ARTICLE - What's Really Behind Venezuela's Economic Woes?

Authored by Miki Pannell

Venezuela street protest

One might wonder how it is possible that a country, that has democratically elected the same government for over twenty years, has ‘all of a sudden’ gone into a hyper-inflationary economic death spiral. Just how much is old-school neoliberal fake news? And which factors have contributed to its malaise?

 

First off, (hyper)inflation is, and always has been, common currency in Latin America, if you’ll pardon the pun. Every Latin America nation has a long, time-honoured history of currency debasement – the famed ‘race to the bottom’ – with countries using money-printing to either paper over economic cracks, or as a kind of stealth tax on the population. The continent has seen mammoth debasement in Argentina and Bolivia (to name but two) resulting in currencies being rendered worthless. Not just once, but time and time again. Even the more prudent Hispanic central banks have undertaken sustained assaults on their own currencies. Chile for example, often touted as the free market paragon, still had inflation running at 9% in 2008, even when it was the neoliberal flavour of the month. Ecuador’s inflation as recently as 2000 was a giddy 95%. Venezuela itself, even before Chavez and Maduro, had seen inflation in triple figures on numerous occasions.

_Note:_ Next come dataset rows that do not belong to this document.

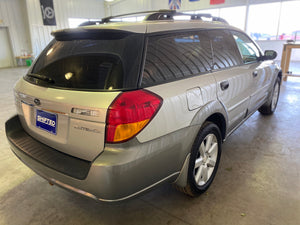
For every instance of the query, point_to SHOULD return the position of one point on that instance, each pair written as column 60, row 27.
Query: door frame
column 10, row 46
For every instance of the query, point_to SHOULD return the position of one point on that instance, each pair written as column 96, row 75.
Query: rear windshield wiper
column 41, row 77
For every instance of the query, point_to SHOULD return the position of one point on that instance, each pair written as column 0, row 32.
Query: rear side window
column 225, row 52
column 175, row 56
column 250, row 53
column 101, row 64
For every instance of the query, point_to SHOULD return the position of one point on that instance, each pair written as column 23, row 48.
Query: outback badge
column 37, row 101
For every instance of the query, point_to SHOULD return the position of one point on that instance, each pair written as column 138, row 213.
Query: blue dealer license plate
column 46, row 121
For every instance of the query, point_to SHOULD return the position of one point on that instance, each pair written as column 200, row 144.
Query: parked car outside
column 112, row 110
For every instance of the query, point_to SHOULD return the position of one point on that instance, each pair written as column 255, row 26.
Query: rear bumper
column 120, row 172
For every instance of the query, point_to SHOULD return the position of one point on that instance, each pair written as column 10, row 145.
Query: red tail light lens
column 129, row 113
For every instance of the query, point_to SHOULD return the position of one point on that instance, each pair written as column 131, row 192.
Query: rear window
column 98, row 64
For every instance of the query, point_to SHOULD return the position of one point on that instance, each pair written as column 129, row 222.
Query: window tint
column 94, row 63
column 172, row 57
column 225, row 52
column 248, row 50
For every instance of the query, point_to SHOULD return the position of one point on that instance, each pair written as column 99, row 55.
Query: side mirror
column 269, row 55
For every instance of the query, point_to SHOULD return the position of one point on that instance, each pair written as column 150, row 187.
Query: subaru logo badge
column 37, row 101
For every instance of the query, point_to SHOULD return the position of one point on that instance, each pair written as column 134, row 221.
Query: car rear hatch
column 63, row 100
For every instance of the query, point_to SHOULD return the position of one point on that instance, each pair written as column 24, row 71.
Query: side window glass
column 175, row 56
column 225, row 52
column 248, row 50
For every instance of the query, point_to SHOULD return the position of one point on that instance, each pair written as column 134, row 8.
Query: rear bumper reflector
column 50, row 157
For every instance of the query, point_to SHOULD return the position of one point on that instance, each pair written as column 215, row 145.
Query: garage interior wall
column 40, row 34
column 13, row 16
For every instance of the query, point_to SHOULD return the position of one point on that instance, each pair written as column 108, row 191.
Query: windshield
column 96, row 64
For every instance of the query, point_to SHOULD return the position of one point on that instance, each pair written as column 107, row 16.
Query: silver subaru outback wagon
column 112, row 110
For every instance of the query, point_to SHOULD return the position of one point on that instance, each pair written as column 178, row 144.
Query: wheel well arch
column 219, row 120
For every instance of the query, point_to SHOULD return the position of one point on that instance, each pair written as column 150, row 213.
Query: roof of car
column 155, row 22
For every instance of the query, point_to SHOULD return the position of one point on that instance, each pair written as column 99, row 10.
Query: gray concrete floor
column 258, row 181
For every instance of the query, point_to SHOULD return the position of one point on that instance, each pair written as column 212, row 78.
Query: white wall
column 64, row 9
column 128, row 6
column 13, row 15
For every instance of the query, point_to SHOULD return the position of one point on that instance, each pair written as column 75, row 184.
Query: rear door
column 259, row 71
column 233, row 82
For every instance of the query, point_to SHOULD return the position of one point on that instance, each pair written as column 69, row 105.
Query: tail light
column 129, row 113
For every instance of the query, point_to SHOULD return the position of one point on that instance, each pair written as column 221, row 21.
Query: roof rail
column 163, row 14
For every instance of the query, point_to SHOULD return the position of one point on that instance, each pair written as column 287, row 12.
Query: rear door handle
column 255, row 73
column 224, row 85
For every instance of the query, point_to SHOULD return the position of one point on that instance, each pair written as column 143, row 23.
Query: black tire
column 194, row 188
column 270, row 106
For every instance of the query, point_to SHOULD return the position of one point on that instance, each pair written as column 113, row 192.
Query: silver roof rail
column 163, row 14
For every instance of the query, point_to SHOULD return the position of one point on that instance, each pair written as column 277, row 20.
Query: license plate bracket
column 46, row 121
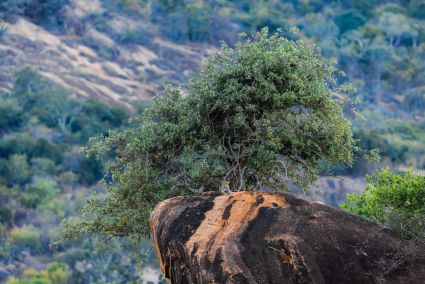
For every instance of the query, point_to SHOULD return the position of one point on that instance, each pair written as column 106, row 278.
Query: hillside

The damage caused to anyone with savings, annuities or pensions in such an environment is obvious. Yet even with the most moderate inflation in Latin America, the consequences are devastating.

Let's put it into perspective. Many of the continent's least inflationary figures are comparable to the numbers from the UK during the 1971-81 period. In Britain you might remember your life savings and purchasing power being completely decimated with CPI inflation running into double figures on eight out of ten years, peaking at 25% in 1975. Now, imagine those kinds of figures as the more desirable end of Latin America’s inflation spectrum and you’ll begin to understand just what we are dealing with. 

 

Latin countries that haven’t experienced the total currency collapses of say, Argentina, Bolivia or Venezuela, have, nevertheless, almost all been ongoing victims of ubiquitous money printing and gnawing inflation. The smarter folk took precautions: businesses avoided cash, families invested hard assets such as jewellery and, more recently,  there has been a rush to cryptocurrencies as a store of value. Historically extreme inflation has had relatively limited effects given that for most of last century, Latin American countries barely had a middle class and were formed by 5% or less elites. The remaining 95% were for the most part without bank accounts, passports or any ability to save.  

 

So, as the world mainstream media throws its support behind an umpteenth destabilization programme in the region, many are left asking, ‘If it’s that bad now. Was it ever different before?’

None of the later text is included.